Huelga decir que soy de los primeros en admitir la crítica de las decisiones judiciales. Faltaría más. Ahora bien, lo que no se puede aceptar es la feroz repulsa contra los jueces. Con su habitual mesura y compostura, lo dijo la presidenta del Supremo y del CGPJ en el acto solemne de entrega de despachos a los jueces de la 73 promoción, celebrado en Barcelona el pasado jueves. Ante la mirada atenta del Rey Felipe VI, Isabel Perelló afirmó que «los reproches gratuitos o la atribución de intenciones ocultas a los jueces que toman decisiones inconvenientes para ciertos intereses están totalmente fuera de lugar». Tengo para mí que, cuando pronunció estas palabras, la señora Perelló pensaba en aquello de que «si los jueces no son capaces de luchar por su libertad, entonces sólo servirán para darnos costumbres débiles y hábitos serviles», frase que, con escaso rigor, se atribuye a Napoleón. Lo mismo que Tomás y Valiente dejó escrito al señalar que este tipo de comportamientos va contra la lógica, la decencia y, lo que es más grave, contra la independencia judicial. Contra la lógica por lo que de contradicción tiene; contra la decencia, porque no se puede denigrar a nadie por adoptar una decisión legitima; y contra la independencia judicial, porque significaría atacarla sin más fundamento que la contrariedad vehemente, nacida de intereses ajenos a la razón y al Derecho.
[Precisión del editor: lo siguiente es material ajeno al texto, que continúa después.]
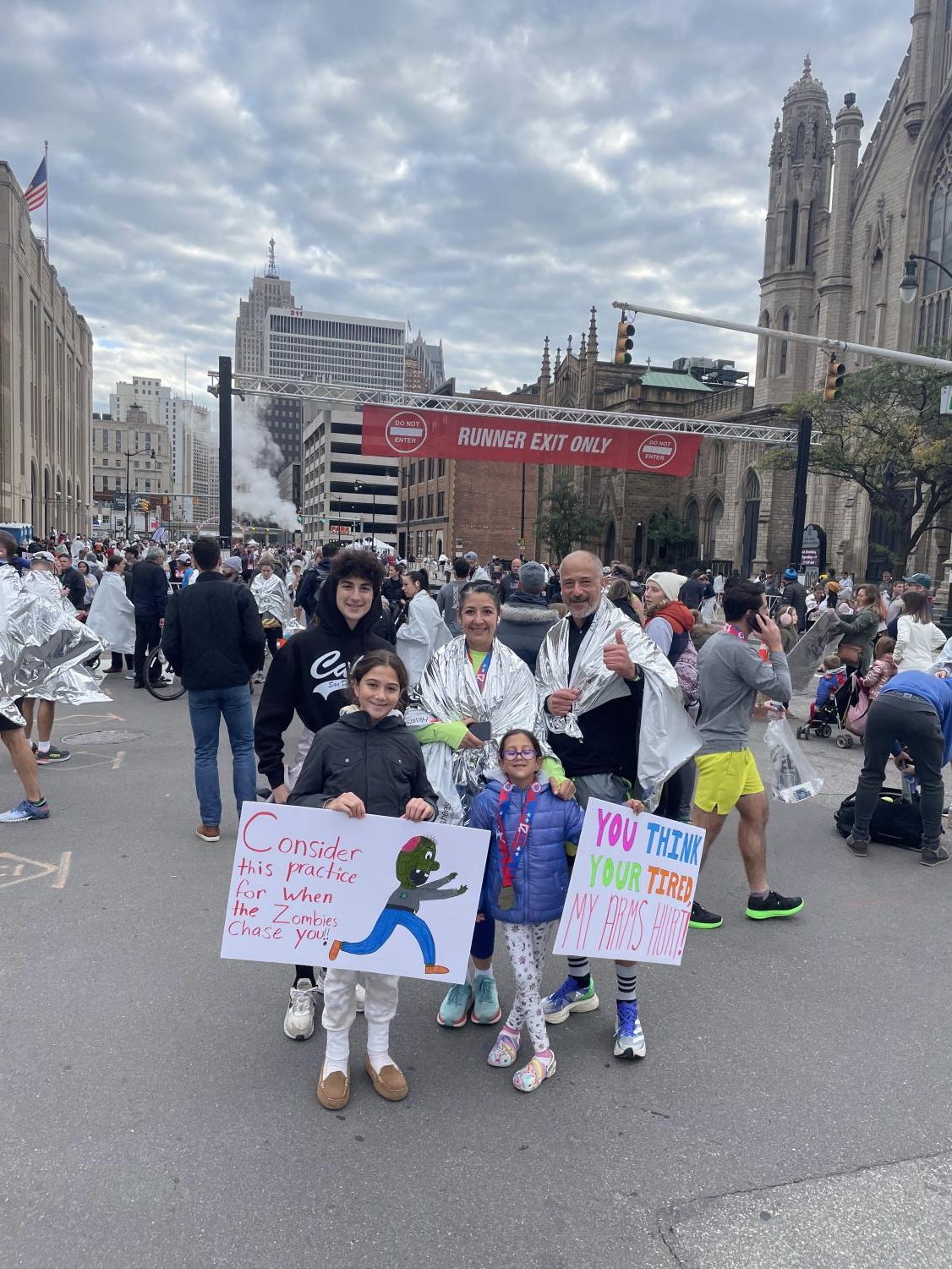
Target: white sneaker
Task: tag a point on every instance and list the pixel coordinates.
(298, 1020)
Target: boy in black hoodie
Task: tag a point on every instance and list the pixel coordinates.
(309, 676)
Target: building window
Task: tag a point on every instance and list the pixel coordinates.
(785, 346)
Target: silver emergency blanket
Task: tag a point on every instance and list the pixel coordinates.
(42, 648)
(112, 615)
(422, 635)
(271, 594)
(807, 654)
(668, 736)
(447, 692)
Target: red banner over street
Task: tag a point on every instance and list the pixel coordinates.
(435, 435)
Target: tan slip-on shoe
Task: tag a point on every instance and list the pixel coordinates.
(391, 1083)
(334, 1091)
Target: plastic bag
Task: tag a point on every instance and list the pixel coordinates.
(794, 778)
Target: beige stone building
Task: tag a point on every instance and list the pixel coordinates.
(842, 220)
(46, 382)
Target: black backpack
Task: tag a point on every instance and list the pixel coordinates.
(895, 821)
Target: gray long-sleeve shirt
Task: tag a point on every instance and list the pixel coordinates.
(730, 676)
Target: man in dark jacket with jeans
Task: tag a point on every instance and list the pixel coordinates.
(149, 594)
(526, 617)
(215, 640)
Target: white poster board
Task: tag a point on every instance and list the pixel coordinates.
(631, 887)
(381, 894)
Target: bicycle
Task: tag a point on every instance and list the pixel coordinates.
(167, 684)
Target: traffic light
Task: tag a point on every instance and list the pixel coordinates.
(623, 343)
(835, 375)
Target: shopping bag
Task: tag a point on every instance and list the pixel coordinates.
(857, 712)
(792, 777)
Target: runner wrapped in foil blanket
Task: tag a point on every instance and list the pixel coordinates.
(448, 692)
(42, 645)
(668, 736)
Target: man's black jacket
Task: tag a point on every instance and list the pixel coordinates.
(213, 635)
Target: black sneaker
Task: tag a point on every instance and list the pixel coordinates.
(703, 920)
(774, 905)
(932, 856)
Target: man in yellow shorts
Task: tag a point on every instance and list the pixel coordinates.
(730, 676)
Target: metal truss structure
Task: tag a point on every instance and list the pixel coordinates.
(346, 394)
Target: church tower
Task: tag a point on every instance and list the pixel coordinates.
(797, 226)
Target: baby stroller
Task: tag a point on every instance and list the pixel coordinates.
(830, 716)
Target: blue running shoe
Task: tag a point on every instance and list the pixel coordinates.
(628, 1038)
(456, 1005)
(570, 999)
(25, 811)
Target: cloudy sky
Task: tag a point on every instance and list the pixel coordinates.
(486, 172)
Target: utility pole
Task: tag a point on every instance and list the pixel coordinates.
(804, 440)
(225, 452)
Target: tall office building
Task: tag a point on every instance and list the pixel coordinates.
(267, 292)
(346, 494)
(46, 382)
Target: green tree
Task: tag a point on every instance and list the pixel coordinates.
(669, 532)
(888, 437)
(565, 521)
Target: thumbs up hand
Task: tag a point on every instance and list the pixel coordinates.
(616, 658)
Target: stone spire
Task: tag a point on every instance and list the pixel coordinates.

En fin, ignoro si el señor García Ortiz, en atención a las circunstancias concurrentes, cesará a petición propia o por otro motivo legalmente previsto, pero lo que sí sé es que el día que se vaya la imagen que dejará será la de un fiscal general sumiso al Gobierno que lo nombró y el vivo ejemplo de lo lejos que se puede estar de aquella idea de Platón cuando en una de sus ‘Leyes’ sentencia que «la acusación pública vela por los ciudadanos: ella actúa y estos están tranquilos».